BACA JUGA: Kekerasan Seksual Online Marak di Jawa Tengah, Modus Pelaku Curhat hingga Minta Foto Sensitif
Ia merinci, saat ini LRC-KJHAM mendampingi 12 kasus kekerasan dalam rumah tangga (KDRT), 11 kasus pelecehan seksual fisik, 5 kasus eksploitasi seksual, 2 kasus perkosaan, 2 kasus kekerasan berbasis gender online (KSBE), dan 2 kasus perdagangan orang (trafficking).
Namun, kata Nihayatul, tidak semua kasus bisa langsung berlanjut ke ranah hukum lantaran hambatan dalam pembuktian dan pemahaman aparat, utamanya kepolisian.
“Pelaporan kami mungkin diterima, tapi lagi-lagi karena kekerasan seksual itu kan di ranah privat, untuk alat buktinya jadi tantangan agar bisa dinaikkan ke proses hukum,” ungkapnya.

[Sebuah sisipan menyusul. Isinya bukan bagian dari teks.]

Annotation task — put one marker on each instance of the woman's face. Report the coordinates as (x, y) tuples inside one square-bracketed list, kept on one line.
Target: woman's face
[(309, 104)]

LRC-KJHAM: Ada kasus kekerasan seksual yang tak tertangani polisi sejak 2022, alat bukti jadi masalahnya
Pihaknya menyoroti salah satu kasus kekerasan seksual yang pernah ia laporkan sejak 2022, namun hingga pertengahan 2025 pelaku tak kunjung polisi tetapkan sebagai tersangka.
“Ada satu kasus kekerasan seksual yang lama banget, dari 2022 sejak UU TPKS tersahkan sampai saat ini masih proses penyelidikan. Artinya, polisi itu masih belum yakin menetapkan siapa sih pelakunya. Padahal kami sudah ada alat bukti dan banyak ahli yang sudah hadir tapi polisi masih belum yakin menetapkan siapa tersangka,” paparnya.
Dalam hematnya, lambatnya proses ini menunjukkan bahwa pemahaman aparat penegak hukum terhadap Undang-Undang Tindak Pidana Kekerasan Seksual (UU TPKS) masih rendah.
BACA JUGA: Suara Perempuan, Suara Perubahan: Gerakan Mahasiswa USM Melawan Kekerasan
Nihayatul menilai aparat masih menggunakan Kitab Undang-Undang Hukum Acara Pidana (KUHAP), bukan pendekatan spesifik yang tertuang dalam UU TPKS.
“Padahal, UU TPKS sudah memperluas definisi dan jenis alat bukti. Rekaman, foto, bahkan pernyataan psikolog bisa menjadi penguat. Tapi banyak yang masih berpegang pada lima alat bukti versi KUHAP, dan bahkan menganggap korban dewasa tidak mungkin jadi korban kekerasan seksual,” sambung dia.